I’ve recently come to the realization that I’ve had an idealized view of poverty my entire life.
Somehow when I see a picture of a half naked child sitting in garbage, I see beauty. Maybe it’s the photographer in me, but I see something lovely in destruction. I’m drawn to the idea of something beautiful or innocent in a surrounding that is it’s opposite in every way.
Until now.
When a little girl who reeks of urine looks up at you with so much need in her eyes, but wants nothing more than to be held and loved by you – it is impossible to do anything but hold her in your lap and whisper in a language that she doesn’t understand that Jesus loves her.

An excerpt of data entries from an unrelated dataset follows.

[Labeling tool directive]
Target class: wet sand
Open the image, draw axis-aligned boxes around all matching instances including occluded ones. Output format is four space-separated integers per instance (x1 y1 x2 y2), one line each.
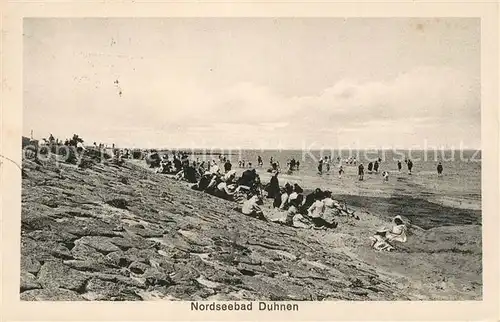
20 157 482 300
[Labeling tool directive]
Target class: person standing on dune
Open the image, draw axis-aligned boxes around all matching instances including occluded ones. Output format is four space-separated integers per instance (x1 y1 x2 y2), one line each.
358 163 365 181
437 161 443 175
407 159 413 174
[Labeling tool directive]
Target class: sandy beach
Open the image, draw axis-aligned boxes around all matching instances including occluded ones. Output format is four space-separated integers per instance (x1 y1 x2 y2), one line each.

Mother Teresa said “Today it is very fashionable to talk about the poor. Unfortunately it’s not fashionable to talk with them.”
And how true it is.
How often have I passed by the hungry and homeless on the streets of New York without a second thought? But here, where everywhere I look the hungry and homeless stare back at me, it’s impossible to ignore .. and I don’t want to.
It has taken some time for God to show me the beauty in Carrefour. It’s a rough place, with a lot of rough people. But He’s now beginning to show it to me in unexpected ways. I see it in the smiles of the children who follow us on the street, in the heart of our translator who pastors a church two hours from his home without pay because that’s where God has called him, in the laughter of our friend Samentha who, even though she doesn’t speak a word of English, comes to sit with us nearly every day and build friendship without words.
God is showing me that there is beauty all around me, I just have to see with my heart instead of my eyes.
Daily, I feel the Spirit whisper in my ear, “whatever you do for the least of these, you do for me.”
I believe that there is something about a human in need .. completely dependent on God for their next meal .. a place to lay their head .. that touches the Father’s heart in a special way. And He shows up for them each and every day.
The poor know they are poor. They know they can’t do it on their own, and they’re almost better off for it. In the western world, where we feel self sufficient, it is often hard for us to see our desperate need for a Savior – but it’s as real as our need for food and water.
My prayer is that no matter where I go in life, whether in prosperity or poverty, that I will always see myself as I truly am: a dirty, hungry child, who is wholly given, totally desperate and completely dependent on her Father to meet every need.
Blessed are the poor in spirit, for theirs is the kingdom of heaven.
Blessed are those who hunger and thirst for righteousness, for they will be filled.